By the by--Americans imitate the French alllll the damn time (art, cinema, fashion, cuisine)sometimes without even knowing it. And unless taken to extremes, few people would think of it as “pathetic”.
I mean is it pathetic that I desperately want these Chanel shoes?


I think not.

Tuesday, November 03, 2009

R.I.P. Halloween in France. (Born 2007- Died 2009)

Does this make any sense to you: The French hate Halloween because it’s American, but they inhale Le Beeg-Mac like high cholesterol is the new black?

Whatever. Don't get me started.

We don’t get to celebrate Halloween here in Frogland. I got excited about 3 years ago when it seemed that the Frogs were on the verge of adopting it, but then it just fizzled out. I used to be really bitter about lack of Halloween in France, but now I’m over it. In fact this year I forgot, and we didn’t get any trick-or-treaters anyway.

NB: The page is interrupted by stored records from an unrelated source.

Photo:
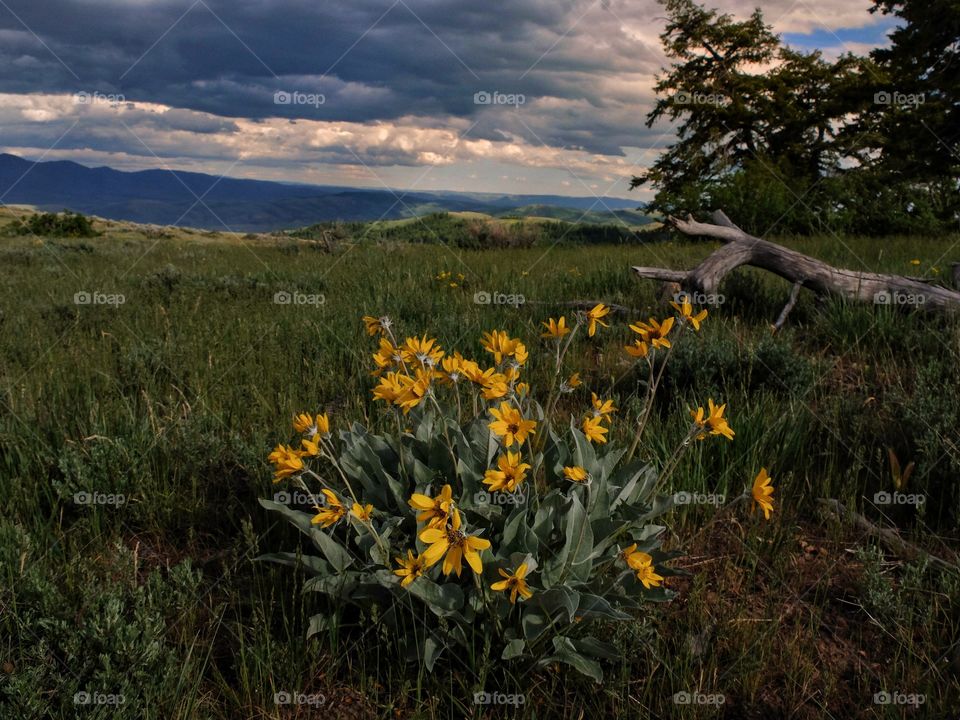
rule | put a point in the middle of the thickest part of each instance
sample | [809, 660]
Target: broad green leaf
[594, 606]
[566, 652]
[443, 599]
[312, 564]
[513, 649]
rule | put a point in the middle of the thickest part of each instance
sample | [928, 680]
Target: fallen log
[741, 249]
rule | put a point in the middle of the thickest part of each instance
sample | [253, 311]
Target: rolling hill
[172, 197]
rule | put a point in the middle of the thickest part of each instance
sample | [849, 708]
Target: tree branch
[740, 249]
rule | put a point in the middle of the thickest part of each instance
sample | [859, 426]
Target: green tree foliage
[787, 141]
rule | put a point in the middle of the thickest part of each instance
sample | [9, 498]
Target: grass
[173, 398]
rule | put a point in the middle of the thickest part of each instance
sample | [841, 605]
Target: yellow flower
[310, 427]
[639, 349]
[654, 332]
[455, 545]
[642, 564]
[510, 425]
[686, 313]
[556, 329]
[511, 473]
[515, 583]
[411, 568]
[593, 429]
[433, 511]
[424, 350]
[455, 367]
[362, 512]
[520, 354]
[414, 389]
[713, 419]
[494, 384]
[310, 447]
[332, 513]
[594, 316]
[374, 325]
[286, 461]
[602, 409]
[763, 493]
[575, 474]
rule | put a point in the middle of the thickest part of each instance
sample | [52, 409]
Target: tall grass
[173, 398]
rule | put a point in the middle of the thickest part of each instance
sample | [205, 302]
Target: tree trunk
[743, 249]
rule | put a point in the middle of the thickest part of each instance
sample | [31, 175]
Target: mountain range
[189, 199]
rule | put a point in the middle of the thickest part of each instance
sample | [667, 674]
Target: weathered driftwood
[742, 249]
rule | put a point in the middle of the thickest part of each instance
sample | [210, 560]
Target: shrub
[65, 224]
[554, 526]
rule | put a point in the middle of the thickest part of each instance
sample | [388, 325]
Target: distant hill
[599, 214]
[170, 198]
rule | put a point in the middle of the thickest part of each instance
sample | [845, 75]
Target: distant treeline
[475, 233]
[65, 224]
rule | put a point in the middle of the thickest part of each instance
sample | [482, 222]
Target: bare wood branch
[794, 296]
[741, 249]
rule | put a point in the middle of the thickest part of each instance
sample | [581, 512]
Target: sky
[527, 96]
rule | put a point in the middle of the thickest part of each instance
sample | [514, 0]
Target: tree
[913, 125]
[778, 123]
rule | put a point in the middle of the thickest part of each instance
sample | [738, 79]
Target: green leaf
[566, 652]
[431, 651]
[559, 598]
[318, 624]
[312, 564]
[597, 648]
[573, 560]
[584, 455]
[513, 649]
[444, 599]
[533, 623]
[334, 552]
[594, 606]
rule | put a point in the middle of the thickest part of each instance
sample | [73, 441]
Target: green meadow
[146, 373]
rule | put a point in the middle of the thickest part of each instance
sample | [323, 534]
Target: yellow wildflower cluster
[449, 278]
[417, 371]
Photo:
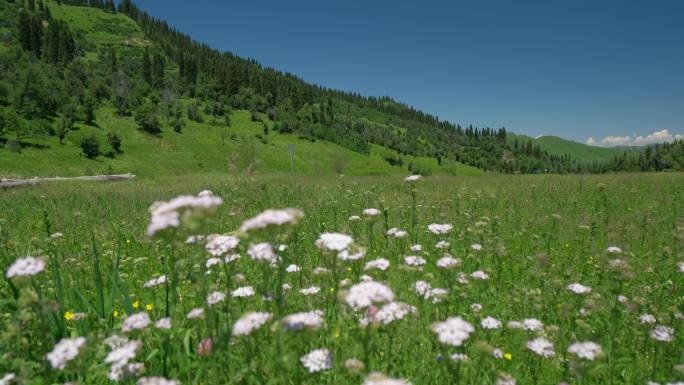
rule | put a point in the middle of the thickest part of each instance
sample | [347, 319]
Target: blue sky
[574, 69]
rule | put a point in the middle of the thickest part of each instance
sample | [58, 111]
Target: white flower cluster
[454, 331]
[262, 252]
[317, 360]
[64, 351]
[578, 288]
[490, 323]
[25, 267]
[156, 381]
[587, 350]
[364, 294]
[242, 292]
[334, 242]
[272, 218]
[413, 260]
[215, 297]
[541, 346]
[380, 264]
[123, 351]
[376, 378]
[447, 262]
[173, 213]
[437, 228]
[250, 322]
[155, 282]
[311, 320]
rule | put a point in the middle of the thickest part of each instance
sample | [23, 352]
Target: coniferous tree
[158, 70]
[147, 67]
[25, 30]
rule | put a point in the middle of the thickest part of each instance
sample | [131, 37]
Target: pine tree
[36, 35]
[147, 67]
[25, 31]
[158, 70]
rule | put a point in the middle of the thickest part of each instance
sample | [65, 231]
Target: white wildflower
[578, 288]
[317, 360]
[542, 347]
[413, 260]
[310, 290]
[376, 378]
[262, 252]
[533, 325]
[448, 262]
[371, 212]
[25, 267]
[242, 292]
[490, 323]
[437, 228]
[662, 333]
[215, 297]
[221, 244]
[156, 381]
[442, 245]
[334, 241]
[380, 264]
[311, 320]
[587, 350]
[196, 313]
[173, 213]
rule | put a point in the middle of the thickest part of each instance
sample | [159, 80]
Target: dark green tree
[90, 146]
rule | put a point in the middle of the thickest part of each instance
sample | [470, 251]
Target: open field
[536, 236]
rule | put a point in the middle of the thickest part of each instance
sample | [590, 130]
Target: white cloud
[661, 136]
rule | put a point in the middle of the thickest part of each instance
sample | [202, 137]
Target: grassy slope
[579, 151]
[198, 148]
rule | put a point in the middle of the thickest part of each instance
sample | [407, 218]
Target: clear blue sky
[569, 68]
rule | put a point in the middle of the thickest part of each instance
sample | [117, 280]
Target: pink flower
[205, 346]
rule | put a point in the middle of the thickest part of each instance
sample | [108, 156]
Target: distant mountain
[579, 151]
[89, 87]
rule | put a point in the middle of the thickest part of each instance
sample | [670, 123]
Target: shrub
[90, 146]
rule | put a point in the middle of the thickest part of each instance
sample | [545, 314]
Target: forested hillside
[86, 81]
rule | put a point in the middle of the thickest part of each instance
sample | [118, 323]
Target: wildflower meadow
[375, 281]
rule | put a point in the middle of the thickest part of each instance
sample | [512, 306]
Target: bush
[90, 147]
[148, 121]
[194, 113]
[114, 141]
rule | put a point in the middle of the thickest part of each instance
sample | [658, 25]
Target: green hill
[76, 73]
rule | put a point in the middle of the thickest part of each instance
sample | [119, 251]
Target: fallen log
[10, 183]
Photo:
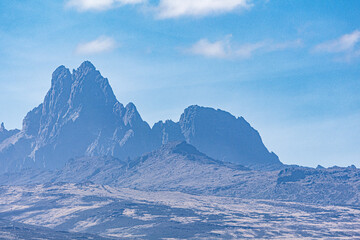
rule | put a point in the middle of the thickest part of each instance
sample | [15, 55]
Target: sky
[290, 68]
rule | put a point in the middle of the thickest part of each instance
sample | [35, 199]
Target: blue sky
[291, 68]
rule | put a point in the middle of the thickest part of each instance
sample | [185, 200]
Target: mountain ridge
[81, 116]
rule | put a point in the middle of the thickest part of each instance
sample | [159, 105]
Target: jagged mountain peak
[86, 65]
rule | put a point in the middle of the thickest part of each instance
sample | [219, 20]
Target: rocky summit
[80, 116]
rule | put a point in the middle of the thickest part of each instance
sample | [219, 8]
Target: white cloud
[99, 5]
[178, 8]
[345, 43]
[225, 49]
[218, 49]
[102, 44]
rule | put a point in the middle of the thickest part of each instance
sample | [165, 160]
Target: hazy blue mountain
[80, 116]
[180, 167]
[4, 133]
[220, 135]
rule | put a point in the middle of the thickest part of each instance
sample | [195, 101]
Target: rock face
[220, 135]
[80, 116]
[4, 133]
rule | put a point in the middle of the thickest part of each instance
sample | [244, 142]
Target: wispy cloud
[179, 8]
[226, 49]
[345, 48]
[99, 45]
[99, 5]
[345, 43]
[164, 9]
[218, 49]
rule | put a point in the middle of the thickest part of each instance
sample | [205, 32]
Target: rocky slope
[178, 166]
[80, 116]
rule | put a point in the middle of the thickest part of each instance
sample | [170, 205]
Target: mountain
[180, 167]
[80, 116]
[4, 133]
[220, 135]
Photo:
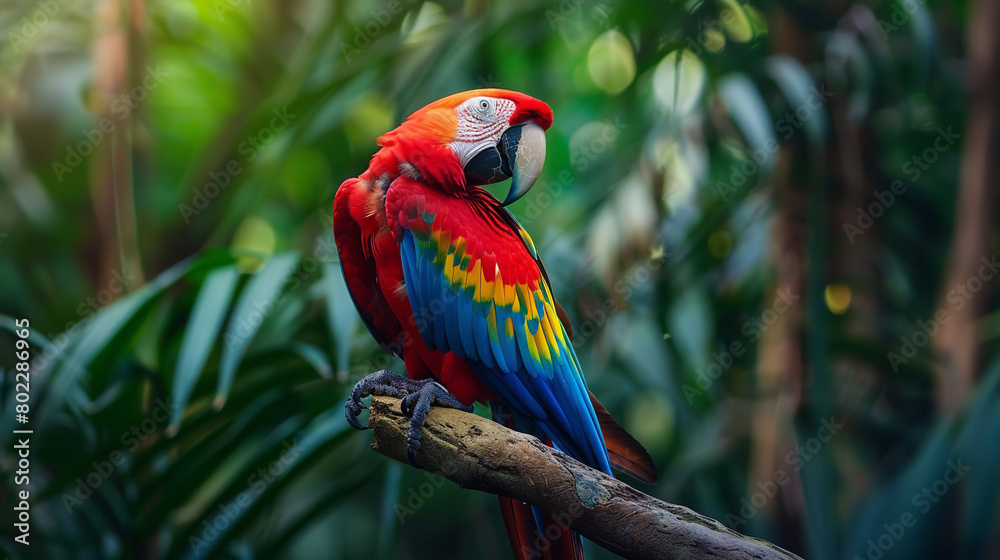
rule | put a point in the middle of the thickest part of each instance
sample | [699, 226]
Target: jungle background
[772, 225]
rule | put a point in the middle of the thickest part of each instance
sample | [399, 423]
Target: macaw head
[473, 138]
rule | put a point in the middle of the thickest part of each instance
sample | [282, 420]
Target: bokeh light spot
[678, 81]
[838, 298]
[611, 62]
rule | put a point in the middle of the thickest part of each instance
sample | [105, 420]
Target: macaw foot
[416, 396]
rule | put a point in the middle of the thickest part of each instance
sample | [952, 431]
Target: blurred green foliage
[179, 353]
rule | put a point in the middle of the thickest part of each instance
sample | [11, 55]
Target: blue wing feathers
[549, 392]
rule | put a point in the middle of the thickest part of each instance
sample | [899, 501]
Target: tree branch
[479, 454]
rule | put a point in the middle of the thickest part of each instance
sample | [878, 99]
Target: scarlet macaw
[445, 278]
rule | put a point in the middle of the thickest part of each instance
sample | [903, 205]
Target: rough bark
[479, 454]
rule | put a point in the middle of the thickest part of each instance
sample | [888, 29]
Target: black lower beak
[519, 155]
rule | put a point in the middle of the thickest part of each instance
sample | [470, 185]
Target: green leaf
[341, 315]
[258, 300]
[750, 113]
[202, 331]
[800, 91]
[314, 357]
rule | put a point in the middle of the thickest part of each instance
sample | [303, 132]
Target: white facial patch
[481, 121]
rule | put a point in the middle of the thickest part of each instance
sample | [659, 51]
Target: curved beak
[518, 155]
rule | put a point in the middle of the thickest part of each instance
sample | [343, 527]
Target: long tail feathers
[626, 454]
[528, 534]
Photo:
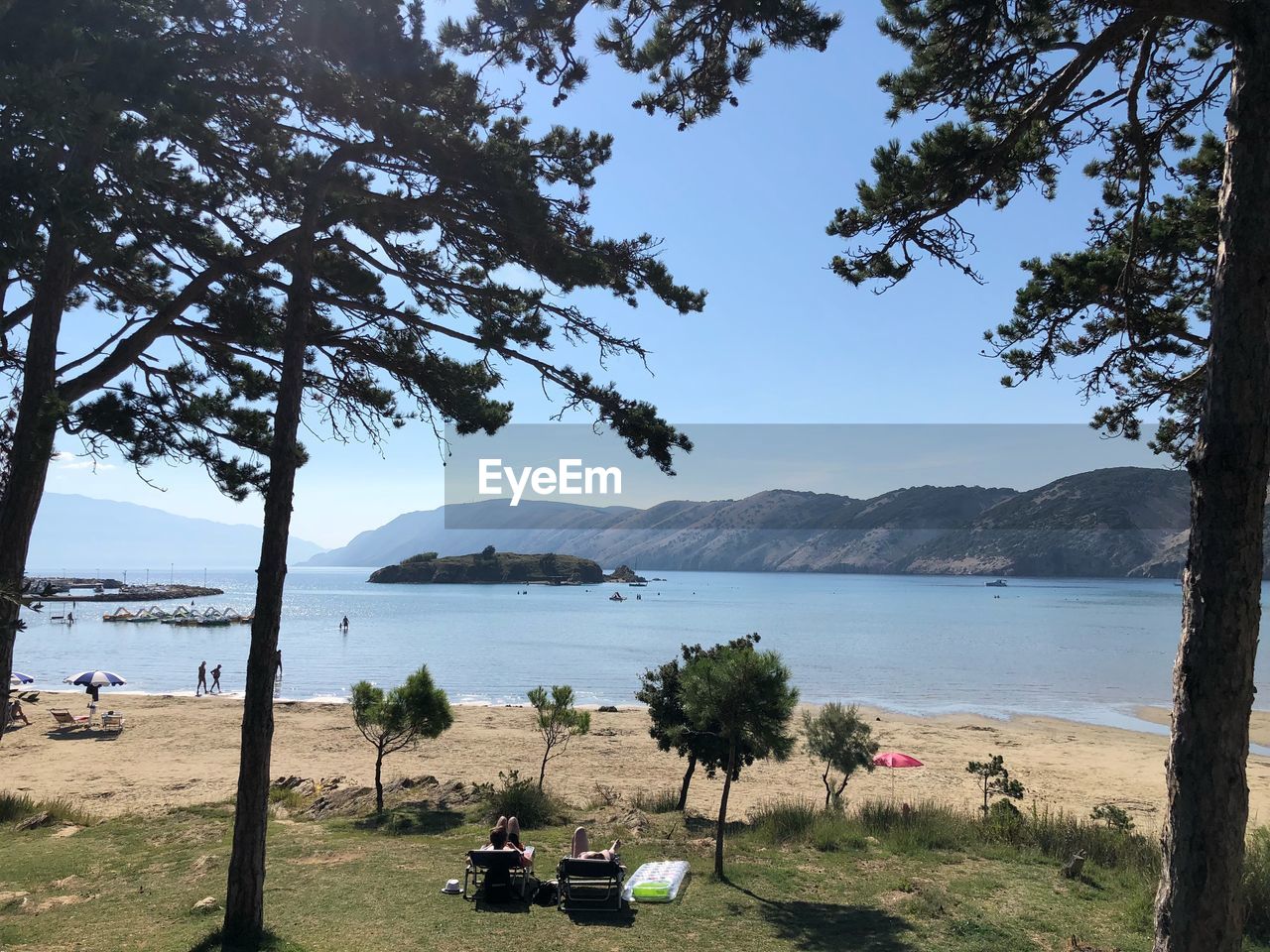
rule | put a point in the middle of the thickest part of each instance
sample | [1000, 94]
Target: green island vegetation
[489, 566]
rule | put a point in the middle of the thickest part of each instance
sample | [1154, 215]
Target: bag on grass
[548, 893]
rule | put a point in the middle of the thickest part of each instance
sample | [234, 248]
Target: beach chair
[112, 721]
[64, 719]
[499, 871]
[590, 885]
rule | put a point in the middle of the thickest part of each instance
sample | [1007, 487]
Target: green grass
[130, 884]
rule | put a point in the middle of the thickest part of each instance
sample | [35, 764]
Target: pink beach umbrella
[893, 761]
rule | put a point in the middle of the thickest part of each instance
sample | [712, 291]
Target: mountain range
[81, 535]
[1106, 524]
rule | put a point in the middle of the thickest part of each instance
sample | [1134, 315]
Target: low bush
[935, 826]
[287, 797]
[521, 798]
[656, 801]
[16, 807]
[1256, 885]
[785, 820]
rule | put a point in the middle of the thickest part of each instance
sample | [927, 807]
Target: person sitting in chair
[17, 714]
[581, 847]
[508, 837]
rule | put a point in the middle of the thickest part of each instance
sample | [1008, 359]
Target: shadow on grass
[620, 919]
[268, 942]
[830, 927]
[412, 819]
[515, 904]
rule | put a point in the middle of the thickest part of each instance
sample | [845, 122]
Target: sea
[1082, 649]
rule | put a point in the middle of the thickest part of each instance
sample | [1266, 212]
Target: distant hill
[477, 569]
[82, 535]
[1116, 522]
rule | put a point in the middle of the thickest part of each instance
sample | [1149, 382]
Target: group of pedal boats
[182, 615]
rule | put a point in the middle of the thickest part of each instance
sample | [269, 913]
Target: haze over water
[1084, 649]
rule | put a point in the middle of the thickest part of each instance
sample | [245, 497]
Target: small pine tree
[744, 698]
[558, 721]
[994, 779]
[397, 720]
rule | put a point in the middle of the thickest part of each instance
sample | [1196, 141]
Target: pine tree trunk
[684, 787]
[35, 433]
[379, 780]
[722, 809]
[1199, 906]
[244, 900]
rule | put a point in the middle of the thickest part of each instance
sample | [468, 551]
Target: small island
[490, 567]
[625, 574]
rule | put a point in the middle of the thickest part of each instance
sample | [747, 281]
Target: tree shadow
[613, 919]
[830, 927]
[413, 819]
[515, 904]
[85, 734]
[266, 942]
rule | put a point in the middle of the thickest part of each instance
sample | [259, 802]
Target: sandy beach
[185, 751]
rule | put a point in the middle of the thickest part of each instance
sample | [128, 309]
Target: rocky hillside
[489, 567]
[1106, 524]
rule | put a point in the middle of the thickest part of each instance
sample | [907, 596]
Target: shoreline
[181, 751]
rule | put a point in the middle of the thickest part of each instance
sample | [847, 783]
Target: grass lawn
[130, 884]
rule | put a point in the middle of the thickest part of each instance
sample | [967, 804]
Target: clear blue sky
[740, 202]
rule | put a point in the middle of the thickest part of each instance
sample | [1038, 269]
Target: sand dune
[185, 751]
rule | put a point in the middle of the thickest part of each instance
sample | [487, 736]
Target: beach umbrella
[94, 679]
[893, 761]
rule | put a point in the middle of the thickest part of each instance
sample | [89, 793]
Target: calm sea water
[1083, 649]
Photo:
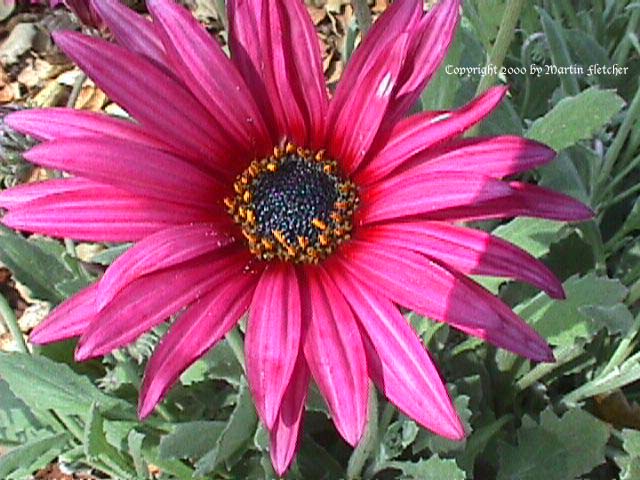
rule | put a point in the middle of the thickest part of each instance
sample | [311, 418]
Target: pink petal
[135, 168]
[416, 134]
[27, 192]
[430, 42]
[468, 251]
[132, 31]
[401, 16]
[58, 123]
[356, 113]
[151, 299]
[494, 156]
[407, 195]
[69, 319]
[335, 355]
[152, 97]
[165, 249]
[101, 214]
[196, 331]
[212, 77]
[284, 437]
[412, 280]
[399, 363]
[273, 338]
[525, 200]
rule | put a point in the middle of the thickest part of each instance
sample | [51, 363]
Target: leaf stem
[12, 324]
[369, 440]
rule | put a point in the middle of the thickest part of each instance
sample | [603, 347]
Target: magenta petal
[335, 355]
[416, 134]
[151, 299]
[100, 214]
[468, 251]
[273, 338]
[69, 319]
[58, 123]
[408, 195]
[165, 249]
[493, 156]
[284, 437]
[414, 281]
[26, 192]
[135, 168]
[399, 363]
[197, 330]
[211, 76]
[152, 97]
[429, 45]
[356, 113]
[131, 30]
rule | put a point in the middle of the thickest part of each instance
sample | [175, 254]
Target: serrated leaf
[32, 266]
[576, 118]
[21, 462]
[97, 447]
[238, 431]
[191, 439]
[44, 384]
[556, 449]
[435, 468]
[563, 322]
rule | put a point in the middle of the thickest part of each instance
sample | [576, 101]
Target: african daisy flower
[247, 188]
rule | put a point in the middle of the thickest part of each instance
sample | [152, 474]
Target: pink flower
[246, 188]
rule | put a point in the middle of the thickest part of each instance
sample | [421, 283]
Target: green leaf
[21, 462]
[191, 439]
[43, 384]
[32, 266]
[556, 449]
[97, 447]
[592, 303]
[435, 468]
[576, 118]
[238, 431]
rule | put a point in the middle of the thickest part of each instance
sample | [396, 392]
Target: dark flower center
[293, 206]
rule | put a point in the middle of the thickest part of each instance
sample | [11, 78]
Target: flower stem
[503, 40]
[363, 14]
[234, 339]
[369, 440]
[12, 324]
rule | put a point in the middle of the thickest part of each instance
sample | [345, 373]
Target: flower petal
[196, 331]
[101, 214]
[399, 363]
[26, 192]
[284, 437]
[357, 112]
[69, 319]
[525, 200]
[430, 42]
[152, 97]
[419, 132]
[58, 123]
[414, 281]
[335, 355]
[496, 157]
[273, 338]
[202, 65]
[165, 249]
[151, 299]
[468, 251]
[131, 30]
[132, 167]
[408, 195]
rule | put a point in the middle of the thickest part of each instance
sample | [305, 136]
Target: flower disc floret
[293, 206]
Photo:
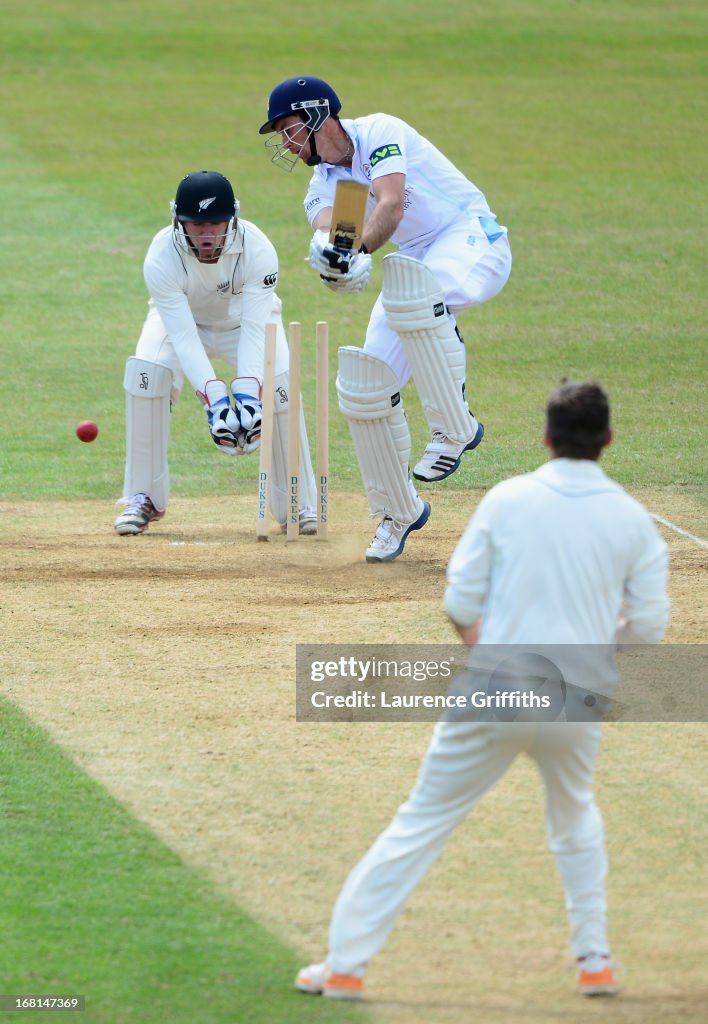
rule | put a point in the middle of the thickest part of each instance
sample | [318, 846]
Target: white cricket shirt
[436, 196]
[555, 557]
[236, 294]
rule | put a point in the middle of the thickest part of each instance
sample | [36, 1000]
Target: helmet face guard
[314, 101]
[204, 197]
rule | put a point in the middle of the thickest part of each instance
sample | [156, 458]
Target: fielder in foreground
[453, 254]
[211, 278]
[558, 556]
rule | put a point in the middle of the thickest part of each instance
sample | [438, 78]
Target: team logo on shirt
[383, 153]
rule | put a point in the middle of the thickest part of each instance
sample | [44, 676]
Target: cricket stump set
[294, 406]
[345, 231]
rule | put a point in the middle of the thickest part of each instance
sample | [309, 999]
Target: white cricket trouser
[463, 761]
[470, 270]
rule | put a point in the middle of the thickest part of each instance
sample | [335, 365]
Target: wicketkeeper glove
[223, 423]
[249, 410]
[340, 269]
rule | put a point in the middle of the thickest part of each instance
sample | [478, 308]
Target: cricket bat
[347, 214]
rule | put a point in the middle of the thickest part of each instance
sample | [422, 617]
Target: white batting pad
[280, 489]
[415, 309]
[370, 399]
[147, 430]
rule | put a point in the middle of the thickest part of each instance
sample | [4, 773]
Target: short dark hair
[578, 420]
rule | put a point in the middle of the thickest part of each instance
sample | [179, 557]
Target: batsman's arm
[323, 219]
[389, 190]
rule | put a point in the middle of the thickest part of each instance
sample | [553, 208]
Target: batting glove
[223, 423]
[249, 410]
[356, 280]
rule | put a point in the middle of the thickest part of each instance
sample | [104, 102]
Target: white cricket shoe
[319, 979]
[307, 520]
[442, 457]
[138, 514]
[390, 536]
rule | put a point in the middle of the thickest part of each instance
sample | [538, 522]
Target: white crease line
[677, 529]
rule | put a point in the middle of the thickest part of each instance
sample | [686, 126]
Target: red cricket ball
[87, 430]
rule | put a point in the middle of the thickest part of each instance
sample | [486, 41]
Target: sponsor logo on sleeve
[383, 153]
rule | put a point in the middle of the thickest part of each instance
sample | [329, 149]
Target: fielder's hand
[223, 423]
[250, 412]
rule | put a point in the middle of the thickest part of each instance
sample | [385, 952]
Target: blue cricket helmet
[311, 97]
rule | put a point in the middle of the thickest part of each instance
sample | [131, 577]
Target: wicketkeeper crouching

BUT, one very charming reader (*cough*Jamila*cough,cough*) sent me this photo from the movie “The Chronicles of Riddick”.


Would this not make the most bad-ass Halloween Couples Costume ever for FrenchBoy and I? Or hell we could just go out to dinner dressed up like that. The big manly metallic shoulder pads might be tough to pull off, but we could give it a try.
Also side note: I lurve "The Chronicles of Riddick" because:

A.) I love Thandie Newton long time.

B.) The fact that Vin Deisel has a million-dollar acting career and Ralph Macchio does not, is just sick and awesome.
And oh, oh, my favorite line from the movie: "Now look at you... all back of the bus and sh*t."